Vous me direz qu’avec les petites lunettes qu’il a chipées à Jean Daniel, Guillebaud n’y voit pas grand-chose. Sauf Dieu, puisque ses bésicles portées sur le bout du nez dégagent le ciel, où habite le nouveau gourou de Jean-Claude : le petit Jésus. Un bon chrétien voit le bien partout. En tout cas ne voit pas de mal à ce qu’un croyant – un homme comme lui, à Allah prêt – confonde djihadiste et bourreau.
Notre confrère Bilal Abdul Karim, citoyen du pays de la CIA, a des qualités à faire valoir. Ce prix Bayeux qui lui a été décerné, il le partage avec une blonde, une star de CNN qui, sous la discrétion d’une burka, a pénétré dans Alep alors que Karim la filmait. À ce propos, il me vient une pensée impie : c’est étrange, alors qu’une guerre et un front ont deux faces, que notre RSF, notre Guillebaud n’aient pas songé à primer aussi un reporter travaillant du mauvais côté… L’objectif était sans doute bouché.
Stop au glissement, revenons à Karim, le récipiendaire. Ce lauréat est comme Hollywood l’imagine : barbu, fourbu, poussiéreux et enfiévré. Lui aussi a le journalisme dans la peau, le rapporter-vrai.

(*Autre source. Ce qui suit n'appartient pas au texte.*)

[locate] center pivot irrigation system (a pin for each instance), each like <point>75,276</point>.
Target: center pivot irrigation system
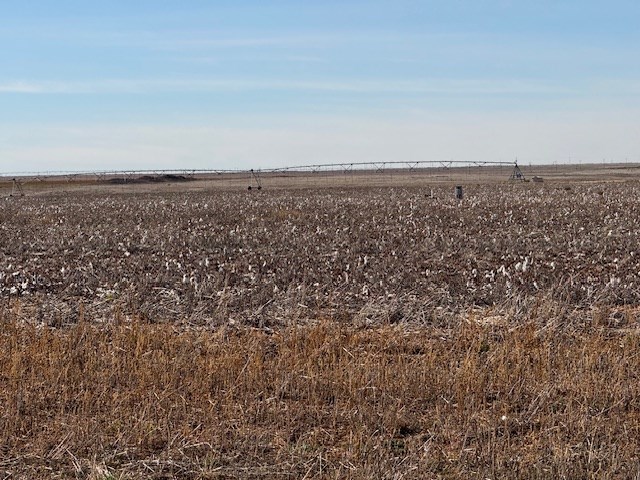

En arriver là a été pour lui une longue ascèse. Acteur raté à New York, puis imam réussi. Il file au Soudan pays où l’islamiste modéré se prosterne à chaque coin de rue. Tafsïr ! Vous avez dit tafsïr ? Karim se crache dans les mains à l’étude du Coran. Assez pour devenir un petit savant et travailler pour une chaîne de télé salafiste saoudienne. Après un peu de catéchisme en Tchétchénie… le voilà assez saint pour devenir journaliste accrédité par Al-Qaïda en Syrie. Le pauvre Guillebaud qui n’a pas fait tout cela ne peut pas, lui, pourtant immense « correspondant de guerre », prétendre à couvrir la guerre en Syrie avec le talent et l’objectivité de Karim. Dommage.
Pour ne pas finir sur un requiem, celui de la presse française, alors qu’un Bolloré suffit à tordre le cou à iTELE, une chaîne d’infos en continu, signalons l’exemple de notre frère Karim. À lui seul il est blogueur, cinéaste, écrivain et photographe. En si cela ne suffit pas, ses notes de frais et son salaire sont ridicules. Voilà un nouveau journaliste idéal pour les financiers qui président à la survie de la presse. En attendant la saison des chrysanthèmes.